3) Under-utilizing the check-out area. Remember, you will already have a major advantage by the time customers are in this zone. When people are ready to check-out, they have already made the decision to purchase from you! Make sure that you leverage this during check-out by:
- Using the wall behind the check-out area to display new items, bestsellers or high-margin products.
- Making sure store policies are visible and professionally done to show that you stand behind your products.
- Offering small add-on products for customers to peruse while lining up. Keep your impulse products lower in price so that customers don’t need to think much about the decision. Make sure that your selection and pricing reflect your target market and complement your general store assortment.
4) Not utilizing mirrors strategically. Mirrors are a great tool in-store to modify perception and change behaviour. Many retailers use them to:
- Improve customer behaviour: Mirror the wall behind your check-out staff so that customers who approach the counter will see themselves. This has been shown to lower the chance of customers being rude or acting irrationally as they can see how their behaviour appears to others.
- Create flattering fitting rooms: While some believe it is misleading, it’s fairly common practice for clothing retailers to install mirrors with a slight outward tilt at the bottom to produce the illusion of appearing longer and leaner.

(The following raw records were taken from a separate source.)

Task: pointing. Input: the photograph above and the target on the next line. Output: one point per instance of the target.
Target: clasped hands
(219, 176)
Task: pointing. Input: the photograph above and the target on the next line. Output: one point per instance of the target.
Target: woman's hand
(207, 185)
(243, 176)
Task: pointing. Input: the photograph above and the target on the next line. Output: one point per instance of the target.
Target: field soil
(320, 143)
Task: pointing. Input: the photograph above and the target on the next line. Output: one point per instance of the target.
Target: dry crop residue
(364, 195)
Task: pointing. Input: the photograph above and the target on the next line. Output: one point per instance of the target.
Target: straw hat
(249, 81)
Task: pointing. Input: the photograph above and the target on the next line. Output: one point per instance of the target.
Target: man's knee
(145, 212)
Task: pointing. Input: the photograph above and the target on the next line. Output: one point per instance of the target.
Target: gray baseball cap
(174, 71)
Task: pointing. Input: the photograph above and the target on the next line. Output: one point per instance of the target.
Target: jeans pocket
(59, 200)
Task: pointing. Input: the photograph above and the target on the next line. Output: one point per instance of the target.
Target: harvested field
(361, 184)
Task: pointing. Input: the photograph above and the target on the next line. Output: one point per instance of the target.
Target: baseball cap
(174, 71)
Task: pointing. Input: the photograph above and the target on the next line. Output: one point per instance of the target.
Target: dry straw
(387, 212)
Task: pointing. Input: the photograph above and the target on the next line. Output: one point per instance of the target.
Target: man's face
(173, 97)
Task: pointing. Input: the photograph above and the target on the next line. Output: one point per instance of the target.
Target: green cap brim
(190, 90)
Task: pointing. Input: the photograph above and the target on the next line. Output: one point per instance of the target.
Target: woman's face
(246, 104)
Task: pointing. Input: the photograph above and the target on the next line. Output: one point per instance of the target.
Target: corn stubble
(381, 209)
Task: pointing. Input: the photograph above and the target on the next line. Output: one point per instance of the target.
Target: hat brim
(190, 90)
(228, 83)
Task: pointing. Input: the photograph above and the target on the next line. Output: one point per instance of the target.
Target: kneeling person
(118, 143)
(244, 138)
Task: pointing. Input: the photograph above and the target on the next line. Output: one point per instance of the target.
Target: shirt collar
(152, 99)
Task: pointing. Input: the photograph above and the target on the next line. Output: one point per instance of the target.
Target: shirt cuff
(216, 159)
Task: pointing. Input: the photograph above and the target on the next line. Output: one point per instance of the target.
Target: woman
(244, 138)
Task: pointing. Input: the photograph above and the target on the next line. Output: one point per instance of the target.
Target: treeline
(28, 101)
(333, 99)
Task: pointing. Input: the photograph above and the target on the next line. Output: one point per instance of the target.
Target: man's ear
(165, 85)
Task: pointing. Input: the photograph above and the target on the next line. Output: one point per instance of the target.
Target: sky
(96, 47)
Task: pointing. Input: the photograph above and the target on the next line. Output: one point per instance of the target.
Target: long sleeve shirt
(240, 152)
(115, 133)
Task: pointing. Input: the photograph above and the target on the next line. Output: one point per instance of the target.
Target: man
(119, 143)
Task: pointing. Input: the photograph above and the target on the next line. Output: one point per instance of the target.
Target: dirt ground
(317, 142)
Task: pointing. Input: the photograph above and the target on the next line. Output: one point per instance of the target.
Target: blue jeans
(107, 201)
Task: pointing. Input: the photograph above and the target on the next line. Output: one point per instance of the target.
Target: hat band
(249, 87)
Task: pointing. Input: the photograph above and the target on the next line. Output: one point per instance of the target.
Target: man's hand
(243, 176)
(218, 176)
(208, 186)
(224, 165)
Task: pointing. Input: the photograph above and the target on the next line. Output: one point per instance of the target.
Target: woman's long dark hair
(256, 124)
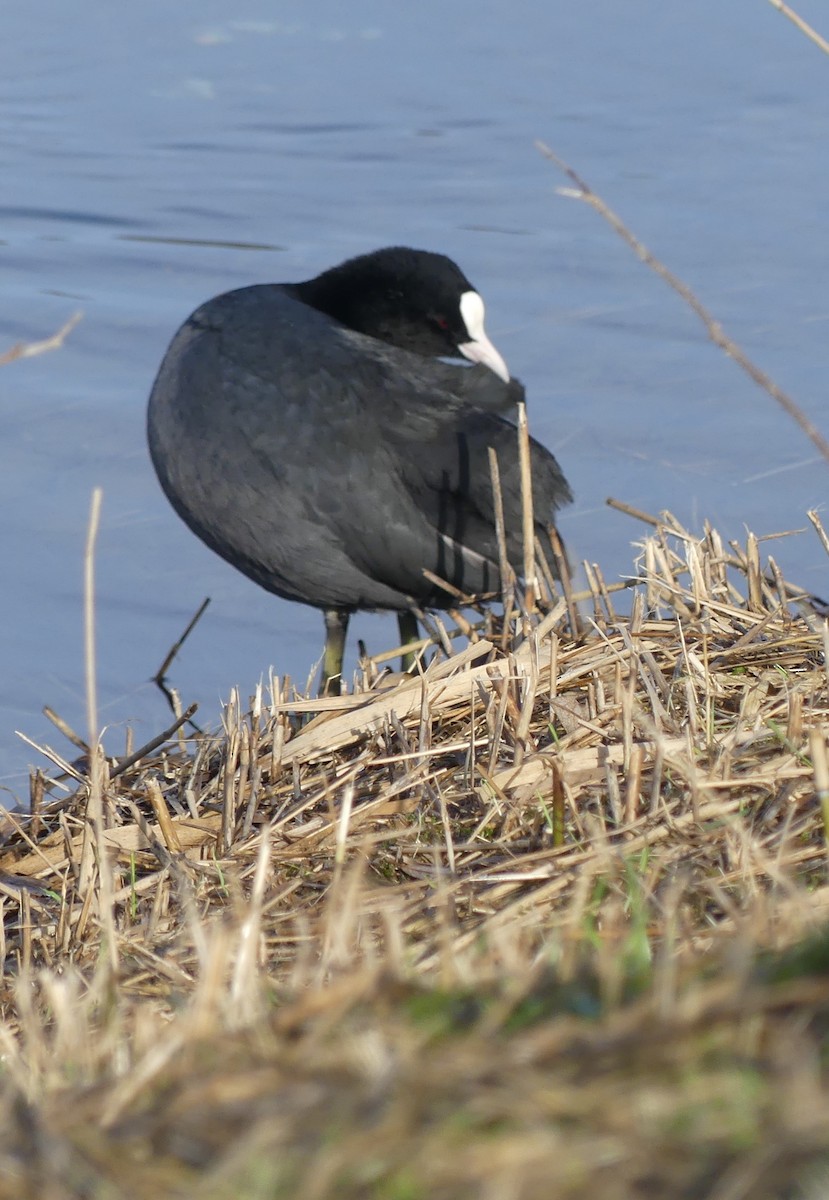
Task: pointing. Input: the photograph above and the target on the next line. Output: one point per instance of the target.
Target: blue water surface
(152, 155)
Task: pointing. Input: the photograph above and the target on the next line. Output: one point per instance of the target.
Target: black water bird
(313, 436)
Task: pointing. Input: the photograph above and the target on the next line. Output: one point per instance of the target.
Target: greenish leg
(336, 627)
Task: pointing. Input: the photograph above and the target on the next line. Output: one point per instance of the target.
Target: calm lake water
(152, 155)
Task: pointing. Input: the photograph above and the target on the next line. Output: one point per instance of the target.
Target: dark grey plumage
(332, 466)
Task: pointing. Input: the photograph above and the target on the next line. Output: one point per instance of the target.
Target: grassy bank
(547, 921)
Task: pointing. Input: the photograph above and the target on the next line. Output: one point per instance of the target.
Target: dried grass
(544, 921)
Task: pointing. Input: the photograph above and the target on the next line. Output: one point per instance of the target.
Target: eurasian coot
(312, 436)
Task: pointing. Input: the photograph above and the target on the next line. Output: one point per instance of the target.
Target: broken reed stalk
(29, 349)
(106, 913)
(715, 331)
(803, 25)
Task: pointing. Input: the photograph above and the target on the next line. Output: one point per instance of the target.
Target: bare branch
(803, 25)
(583, 192)
(29, 349)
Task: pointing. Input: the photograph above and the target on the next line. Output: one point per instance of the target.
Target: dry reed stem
(29, 349)
(803, 25)
(614, 823)
(715, 331)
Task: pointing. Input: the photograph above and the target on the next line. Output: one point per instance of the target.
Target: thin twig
(715, 331)
(804, 27)
(29, 349)
(95, 750)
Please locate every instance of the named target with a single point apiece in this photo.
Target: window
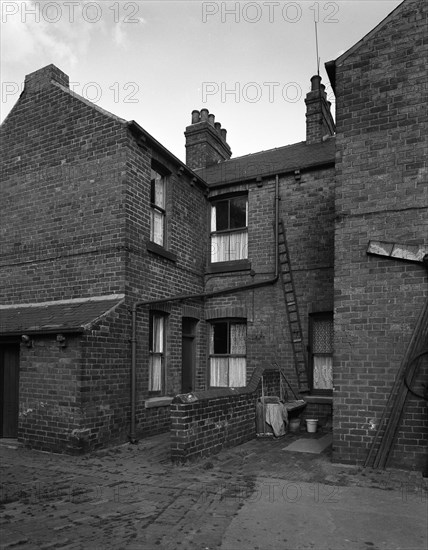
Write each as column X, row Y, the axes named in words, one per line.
column 229, row 231
column 228, row 348
column 157, row 353
column 322, row 352
column 157, row 198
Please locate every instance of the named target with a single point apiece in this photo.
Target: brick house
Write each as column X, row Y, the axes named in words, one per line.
column 381, row 195
column 129, row 277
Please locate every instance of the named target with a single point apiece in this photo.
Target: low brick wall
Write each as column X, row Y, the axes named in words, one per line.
column 217, row 418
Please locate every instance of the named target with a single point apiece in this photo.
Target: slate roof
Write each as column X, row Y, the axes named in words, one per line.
column 61, row 316
column 297, row 156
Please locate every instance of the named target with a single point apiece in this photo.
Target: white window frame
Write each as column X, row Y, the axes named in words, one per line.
column 157, row 344
column 229, row 244
column 158, row 185
column 228, row 370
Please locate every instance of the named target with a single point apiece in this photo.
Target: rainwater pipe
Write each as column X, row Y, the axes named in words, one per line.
column 178, row 298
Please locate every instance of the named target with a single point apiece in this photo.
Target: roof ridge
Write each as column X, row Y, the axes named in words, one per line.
column 89, row 103
column 66, row 301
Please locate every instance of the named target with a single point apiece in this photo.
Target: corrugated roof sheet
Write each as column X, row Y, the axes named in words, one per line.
column 61, row 316
column 274, row 161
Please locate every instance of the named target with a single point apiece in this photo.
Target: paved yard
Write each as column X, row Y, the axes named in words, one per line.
column 256, row 496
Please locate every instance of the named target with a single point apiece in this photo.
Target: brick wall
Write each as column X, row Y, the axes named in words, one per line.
column 49, row 400
column 63, row 225
column 381, row 195
column 219, row 418
column 306, row 207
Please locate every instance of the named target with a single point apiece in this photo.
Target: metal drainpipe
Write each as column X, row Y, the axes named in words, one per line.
column 132, row 435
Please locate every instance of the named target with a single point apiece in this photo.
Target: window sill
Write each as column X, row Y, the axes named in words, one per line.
column 158, row 402
column 320, row 399
column 223, row 267
column 161, row 251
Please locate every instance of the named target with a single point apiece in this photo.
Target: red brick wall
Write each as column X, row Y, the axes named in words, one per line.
column 63, row 224
column 381, row 195
column 219, row 418
column 49, row 400
column 306, row 207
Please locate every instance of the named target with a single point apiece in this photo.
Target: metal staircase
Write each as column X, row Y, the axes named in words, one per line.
column 296, row 334
column 390, row 421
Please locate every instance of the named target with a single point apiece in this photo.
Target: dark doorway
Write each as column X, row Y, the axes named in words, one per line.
column 188, row 354
column 9, row 393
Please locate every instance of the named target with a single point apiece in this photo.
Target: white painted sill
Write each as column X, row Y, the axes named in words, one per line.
column 158, row 402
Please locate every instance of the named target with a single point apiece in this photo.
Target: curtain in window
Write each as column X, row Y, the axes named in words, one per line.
column 155, row 373
column 157, row 227
column 220, row 248
column 160, row 191
column 213, row 218
column 226, row 247
column 238, row 245
column 219, row 371
column 238, row 337
column 158, row 333
column 237, row 372
column 323, row 373
column 156, row 359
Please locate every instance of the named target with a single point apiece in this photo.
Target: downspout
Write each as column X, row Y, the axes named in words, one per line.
column 178, row 298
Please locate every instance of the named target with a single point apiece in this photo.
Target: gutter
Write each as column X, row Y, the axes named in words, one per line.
column 178, row 298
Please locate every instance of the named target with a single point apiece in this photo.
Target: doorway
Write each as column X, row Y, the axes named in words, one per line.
column 188, row 354
column 9, row 392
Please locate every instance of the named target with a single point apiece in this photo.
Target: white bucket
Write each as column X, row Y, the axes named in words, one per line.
column 311, row 425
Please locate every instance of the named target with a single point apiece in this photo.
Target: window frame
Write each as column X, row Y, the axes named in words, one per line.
column 153, row 314
column 229, row 231
column 228, row 355
column 157, row 208
column 313, row 318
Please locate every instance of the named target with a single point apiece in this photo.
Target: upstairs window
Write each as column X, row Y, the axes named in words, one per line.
column 228, row 349
column 157, row 199
column 322, row 352
column 229, row 230
column 157, row 353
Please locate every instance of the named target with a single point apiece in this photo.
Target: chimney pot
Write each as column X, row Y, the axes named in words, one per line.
column 315, row 81
column 195, row 116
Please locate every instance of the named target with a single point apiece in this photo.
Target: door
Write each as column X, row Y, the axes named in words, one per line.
column 188, row 354
column 9, row 392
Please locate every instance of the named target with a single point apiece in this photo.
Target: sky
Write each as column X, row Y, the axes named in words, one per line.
column 154, row 62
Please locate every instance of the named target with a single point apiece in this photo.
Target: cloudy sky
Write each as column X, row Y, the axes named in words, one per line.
column 249, row 63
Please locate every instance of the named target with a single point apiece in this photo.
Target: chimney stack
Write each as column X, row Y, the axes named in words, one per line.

- Reduce shoplifting: Thieves are less likely to try to steal products if there is a greater chance that they will be seen. Besides digital security systems, smaller businesses can add outward-facing mirrors in strategic locations near high-value products. If you have narrow checkout aisles, add mirrors to ensure that the underside of carts are visible. Remember to be discreet with mirrors at the checkout though. Customers will get the wrong impression if you only install waist-level mirrors behind them!
- Make smaller spaces look larger: This is an age-old design trick used by home-owners that works just as well in retail store design.
5) Not reviewing the performance of your store traffic and displays on a regular basis. In-store merchandising is only as good as its ability to increase sell-through. While there isn’t a right or wrong approach to merchandising, it is definitely something that can be tracked. Make sure that you monitor your inventory levels and sales performance weekly. A good retail point-of-sale system should give you access to well-designed sales and inventory reports so that you can easily track your performance. Not only will this allow you to better manage your stock levels, it will give you greater insight on which tactics are working, who your customers are, how best to plan your staffing and, most importantly, why they are buying from you.